Nos intentions pédagogiques

Il s’agit d’accompagner les élèves dans leurs pratiques numériques et d’éveiller les consciences quant aux fausses images (dont les photomontages) qui circulent sur les réseaux sociaux. En outre, ils sont confrontés à une masse d’images et ne savent pas toujours les interpréter, ni démêler le vrai du faux. Cette séance vise à les situer dans cette posture de questionnement via une première situation problème.

Quelle thématique de travail ?

Si la thématique du coronavirus a rapidement germé, nos échanges nous ont conduit vers celle des incendies en Australie, de façon à introduire posément de nouvelles notions liées à l’Education aux Médias et à l’Information, proposer un contenu en adéquation avec le niveau des élèves, éveiller les consciences voire soulever de futurs débats sur l’actualité du moment lors de prochaines séances.
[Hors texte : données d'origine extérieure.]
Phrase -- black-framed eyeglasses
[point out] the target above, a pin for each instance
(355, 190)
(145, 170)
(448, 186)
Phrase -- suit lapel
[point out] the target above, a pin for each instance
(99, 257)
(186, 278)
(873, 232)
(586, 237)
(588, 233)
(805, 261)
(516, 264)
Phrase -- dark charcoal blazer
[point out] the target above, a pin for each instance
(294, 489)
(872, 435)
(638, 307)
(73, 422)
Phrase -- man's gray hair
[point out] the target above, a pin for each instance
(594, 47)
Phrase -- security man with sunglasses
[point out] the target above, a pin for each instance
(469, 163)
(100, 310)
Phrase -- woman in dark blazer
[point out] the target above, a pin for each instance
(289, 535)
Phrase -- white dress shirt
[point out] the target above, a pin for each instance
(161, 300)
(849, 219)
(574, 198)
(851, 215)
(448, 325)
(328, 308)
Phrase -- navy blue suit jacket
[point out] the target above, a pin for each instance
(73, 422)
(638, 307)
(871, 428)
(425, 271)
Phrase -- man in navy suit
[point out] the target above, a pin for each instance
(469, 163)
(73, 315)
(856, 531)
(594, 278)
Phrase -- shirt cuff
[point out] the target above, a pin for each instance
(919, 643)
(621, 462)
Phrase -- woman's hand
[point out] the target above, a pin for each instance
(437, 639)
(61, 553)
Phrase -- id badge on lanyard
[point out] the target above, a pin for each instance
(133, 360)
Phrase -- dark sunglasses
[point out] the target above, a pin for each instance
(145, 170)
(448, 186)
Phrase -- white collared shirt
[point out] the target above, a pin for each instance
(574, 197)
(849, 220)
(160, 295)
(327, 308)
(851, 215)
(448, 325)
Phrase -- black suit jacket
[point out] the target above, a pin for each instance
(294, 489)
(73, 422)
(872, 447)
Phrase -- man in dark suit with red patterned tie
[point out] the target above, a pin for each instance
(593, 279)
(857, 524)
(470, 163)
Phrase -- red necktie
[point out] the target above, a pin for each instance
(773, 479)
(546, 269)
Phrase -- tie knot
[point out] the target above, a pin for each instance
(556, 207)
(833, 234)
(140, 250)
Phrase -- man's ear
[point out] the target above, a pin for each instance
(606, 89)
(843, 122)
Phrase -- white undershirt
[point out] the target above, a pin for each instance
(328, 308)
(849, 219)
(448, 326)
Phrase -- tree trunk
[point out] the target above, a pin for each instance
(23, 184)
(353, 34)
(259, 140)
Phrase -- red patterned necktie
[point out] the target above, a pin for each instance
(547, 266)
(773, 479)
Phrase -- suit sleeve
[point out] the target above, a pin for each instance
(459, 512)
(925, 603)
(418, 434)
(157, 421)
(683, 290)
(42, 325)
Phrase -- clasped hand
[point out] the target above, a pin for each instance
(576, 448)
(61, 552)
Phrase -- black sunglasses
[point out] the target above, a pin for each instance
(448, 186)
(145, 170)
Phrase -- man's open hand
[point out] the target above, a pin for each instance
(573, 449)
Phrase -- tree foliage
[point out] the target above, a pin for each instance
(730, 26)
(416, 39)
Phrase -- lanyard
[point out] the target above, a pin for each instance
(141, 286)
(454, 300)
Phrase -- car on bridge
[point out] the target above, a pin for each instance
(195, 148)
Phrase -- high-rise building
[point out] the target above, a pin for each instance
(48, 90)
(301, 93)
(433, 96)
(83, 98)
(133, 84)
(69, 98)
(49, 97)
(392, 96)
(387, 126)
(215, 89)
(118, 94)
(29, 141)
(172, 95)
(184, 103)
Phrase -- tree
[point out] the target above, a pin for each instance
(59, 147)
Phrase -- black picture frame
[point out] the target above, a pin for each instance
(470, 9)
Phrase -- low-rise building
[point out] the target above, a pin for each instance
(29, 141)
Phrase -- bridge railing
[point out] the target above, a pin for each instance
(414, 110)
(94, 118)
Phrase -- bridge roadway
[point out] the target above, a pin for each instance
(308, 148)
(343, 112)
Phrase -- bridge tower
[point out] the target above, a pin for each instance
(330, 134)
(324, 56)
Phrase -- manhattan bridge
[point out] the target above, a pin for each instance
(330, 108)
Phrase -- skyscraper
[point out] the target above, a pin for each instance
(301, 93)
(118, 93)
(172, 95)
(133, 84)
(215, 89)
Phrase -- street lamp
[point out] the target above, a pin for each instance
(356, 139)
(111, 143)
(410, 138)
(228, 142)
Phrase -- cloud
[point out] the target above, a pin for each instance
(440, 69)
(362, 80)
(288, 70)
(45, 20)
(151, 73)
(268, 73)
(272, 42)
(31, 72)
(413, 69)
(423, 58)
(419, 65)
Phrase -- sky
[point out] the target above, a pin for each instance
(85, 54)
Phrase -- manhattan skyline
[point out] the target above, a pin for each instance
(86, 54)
Une démarche d’investigation sur fond ludique

Cette séance ne se définit pas comme un jeu pédagogique en tant que tel. Seuls quelques ressorts de la ludification ont été utilisés ici comme les badges « équipe » afin de constituer les trinômes, un chronomètre pour imposer un cadre temporel, gérer le déroulé de la séance et apporter aussi une pression supplémentaire aux investigateurs quant à réalisation de leur mission, dont l’objectif est de déconstruire les fausses images au plus vite. La démarche d’investigation est privilégiée. A la manière des Observateurs, les élèves sont invités à démêler le vrai du faux et apposer le tampon INFO ou INFOX, après analyse de leur publication respective. Ils doivent faire preuve d’esprit critique, débattre et se mettre d’accord, vaste programme.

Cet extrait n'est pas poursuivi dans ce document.